記事は、北京大学国家発展研究院の黄益平(ホアン・イーピン)副院長が先日「世界の経済発展局面は新たな変化に直面している」との考えを示したと紹介。国際通貨基金(IMF)が10月に来年の先進国の平均経済成長率が4.5%、発展途上国が5.1%となり、両者の差がわずか0.6ポイントと20世紀末とほぼ同じ水準になると予測したことを挙げ「これが新たな世界経済の『新常態』になる。今後2〜3年は、『新常態』と言われてきたこの20年とは全く異なり、20世紀の状況と同じ様になる」と述べたことを伝えた。

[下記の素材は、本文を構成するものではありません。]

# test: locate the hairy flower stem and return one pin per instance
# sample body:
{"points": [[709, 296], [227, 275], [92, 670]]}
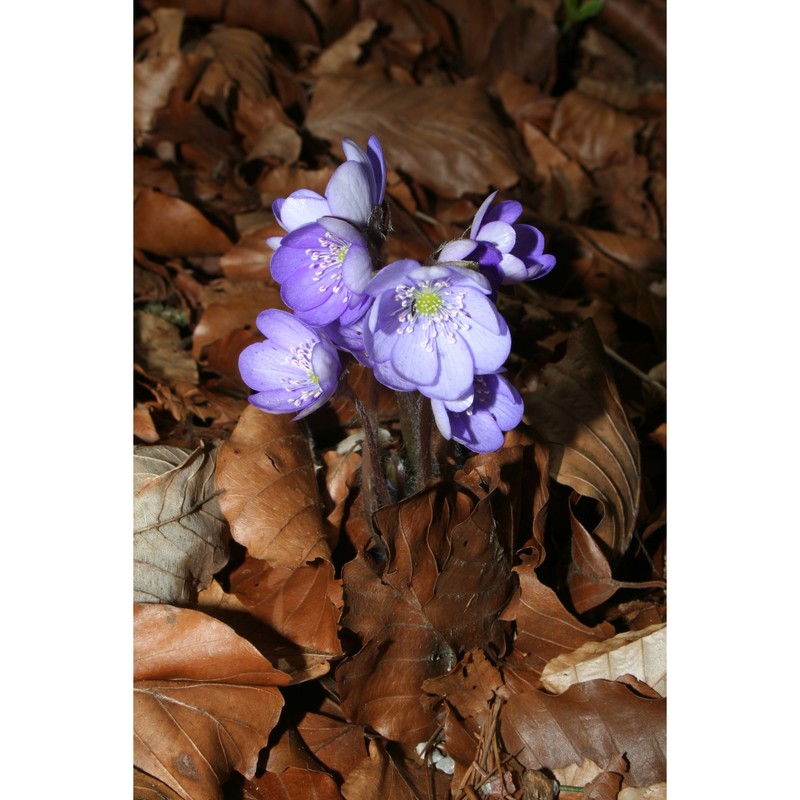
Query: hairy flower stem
{"points": [[416, 420], [376, 493]]}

そして、1980〜99年の20年間における先進国と途上国の経済成長率の差が平均0.45ポイントだったことに言及し、途上国は先進国よりも高い成長率を示したものの、その差は微々たるもので「後発者として本来であればもっと高い成長率を残すはずであった途上国にとっては決して良い結果ではなかった」と解説。それが21世紀に入ると新興市場国、途上国の経済成長が一気に加速、2000〜19年の20年間には先進国よりも3.65ポイント高い経済成長率を実現し、21世紀における「世界経済の新たな常態」と称されてきたと説明した。

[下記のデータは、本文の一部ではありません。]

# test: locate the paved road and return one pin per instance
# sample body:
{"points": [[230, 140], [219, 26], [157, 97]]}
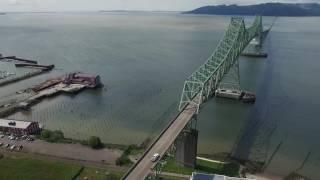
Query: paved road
{"points": [[144, 167]]}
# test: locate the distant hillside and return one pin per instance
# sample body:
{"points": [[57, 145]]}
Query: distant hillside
{"points": [[268, 9]]}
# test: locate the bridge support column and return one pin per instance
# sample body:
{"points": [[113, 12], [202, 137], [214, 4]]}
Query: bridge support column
{"points": [[186, 148]]}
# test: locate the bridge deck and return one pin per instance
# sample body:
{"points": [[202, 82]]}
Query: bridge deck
{"points": [[144, 166]]}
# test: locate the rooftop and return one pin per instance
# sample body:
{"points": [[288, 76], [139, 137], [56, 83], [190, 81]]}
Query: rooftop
{"points": [[14, 123], [202, 176]]}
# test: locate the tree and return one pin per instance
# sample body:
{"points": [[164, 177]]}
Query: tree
{"points": [[45, 134], [95, 142]]}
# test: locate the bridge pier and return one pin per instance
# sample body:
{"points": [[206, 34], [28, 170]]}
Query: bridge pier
{"points": [[186, 146]]}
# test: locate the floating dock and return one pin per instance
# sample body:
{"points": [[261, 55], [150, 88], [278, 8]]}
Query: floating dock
{"points": [[18, 59], [71, 83], [44, 67], [257, 55]]}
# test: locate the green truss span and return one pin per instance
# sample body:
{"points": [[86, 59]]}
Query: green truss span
{"points": [[205, 80]]}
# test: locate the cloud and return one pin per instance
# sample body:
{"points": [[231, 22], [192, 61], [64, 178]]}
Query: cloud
{"points": [[92, 5]]}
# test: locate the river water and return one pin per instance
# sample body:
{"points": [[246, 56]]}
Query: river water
{"points": [[143, 60]]}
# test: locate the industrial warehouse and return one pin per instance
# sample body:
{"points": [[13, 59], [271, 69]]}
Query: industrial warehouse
{"points": [[19, 127]]}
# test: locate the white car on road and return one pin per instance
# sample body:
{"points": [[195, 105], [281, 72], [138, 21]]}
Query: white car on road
{"points": [[155, 157]]}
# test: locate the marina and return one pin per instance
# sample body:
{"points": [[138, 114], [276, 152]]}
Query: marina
{"points": [[70, 83]]}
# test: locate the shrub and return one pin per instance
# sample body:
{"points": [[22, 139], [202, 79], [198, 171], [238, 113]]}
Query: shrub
{"points": [[45, 134], [94, 142], [123, 160]]}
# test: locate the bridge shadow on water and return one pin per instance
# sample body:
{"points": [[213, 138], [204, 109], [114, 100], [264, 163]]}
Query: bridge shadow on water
{"points": [[252, 144]]}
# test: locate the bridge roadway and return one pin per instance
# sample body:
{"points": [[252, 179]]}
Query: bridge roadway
{"points": [[144, 166]]}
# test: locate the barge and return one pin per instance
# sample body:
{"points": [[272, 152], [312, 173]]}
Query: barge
{"points": [[244, 96], [260, 54]]}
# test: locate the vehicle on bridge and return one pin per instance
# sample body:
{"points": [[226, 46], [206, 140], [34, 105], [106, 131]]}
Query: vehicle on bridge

その上で、現在この状況が一変して途上国の経済成長が鈍り、20世紀末のように先進国との成長率の差が非常に小さくなっていることについて黄氏が、先進国の間で新型コロナワクチン接種が進む一方、多くの途上国では接種率が上がっておらず、変異株の出現などで感染が収束しない状況の中で両者の経済に再び分化が起きていること、米連邦準備制度理事会(FRB)の政策変動による影響が先進国では金融市場の上下動に留まるのに対し、経済基盤が不健全で金融システムが脆弱な途上国では金融危機などの悪い結果を引き起こし、両者の格差拡大を加速させつつあることの2点を背景に挙げて論じたと伝えている。(翻訳・編集/川尻)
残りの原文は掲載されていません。